Это такой страх, что Шурка не может произнести ни слова – только про себя повторяет: Лёва, Лёва, Лёва – будто Лёва может ее услышать там, где он сейчас, где бы он сейчас ни был.
Мужчина сворачивает в незнакомый двор, ведет Шурку к полуоткрытой дверце у подъезда. Там должны храниться метлы, лопаты и прочий дворницкий инструмент. Совсем маленькой Шурка хотела быть дворником, ей казалось, это так интересно – каждый день сметать снег в большие сугробы по краям дорожки. Стоило маме отвернуться, она бежала в дворницкую и тащила наружу огромную, в два раза выше нее, лопату. Это было давно, много лет назад, и сейчас Шурка едва об этом вспоминает, разве что на мгновение, когда мужчина открывает дверь и вталкивает ее в комнату, где нет никаких лопат, только черный чемоданчик на полу.

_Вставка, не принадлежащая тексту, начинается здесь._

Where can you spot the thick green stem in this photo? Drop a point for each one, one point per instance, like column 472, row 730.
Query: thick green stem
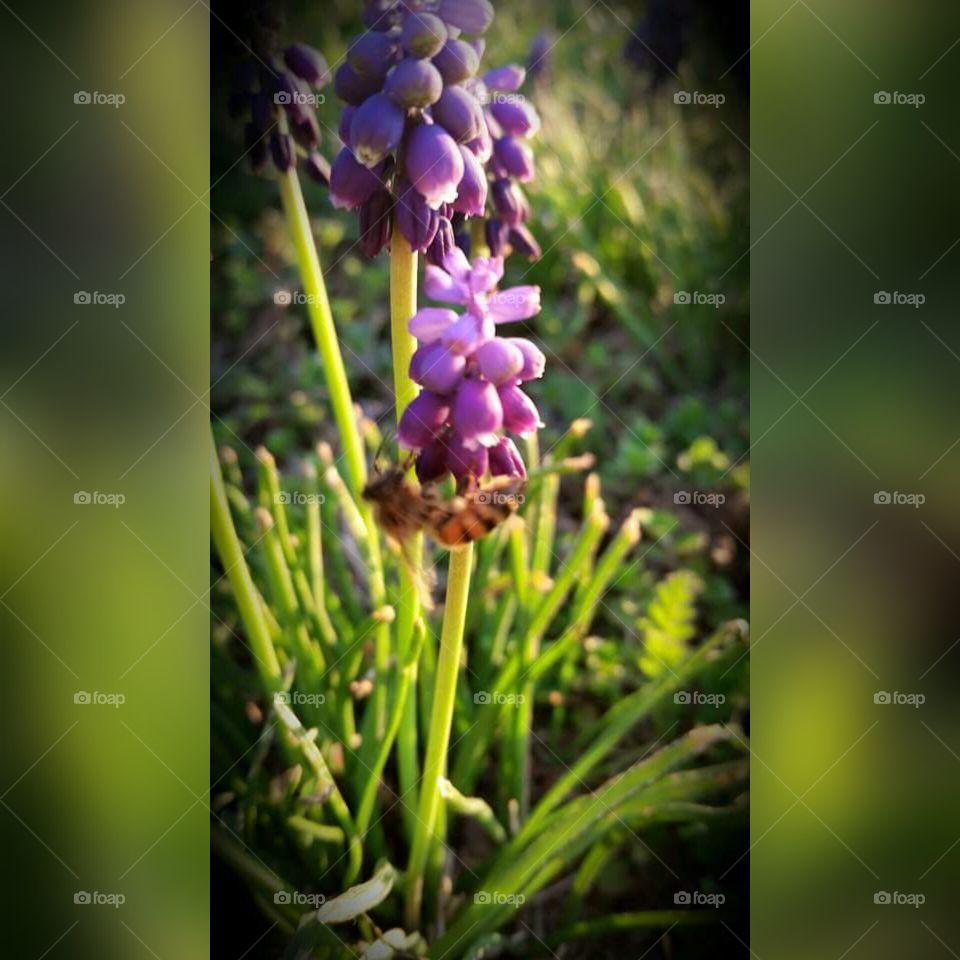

Шурка слышит, как захлопывается за спиной дверь, потом щелкает выключатель, и в тусклом раскачивающемся свете голой лампочки она видит, как мужчина разматывает шарф, и постепенно, виток за витком, открывает лицо – багрово-бурую маску с черными провалами глаз, сетку переплетенных жил, пульсирующих кровью и гноем, кишащую мокрицами и червями.
И тогда Шурка кричит.
Лёва вздрагивает, будто его ударили. Молча он смотрит на Марину, словно надеясь: она поймет, что случилось.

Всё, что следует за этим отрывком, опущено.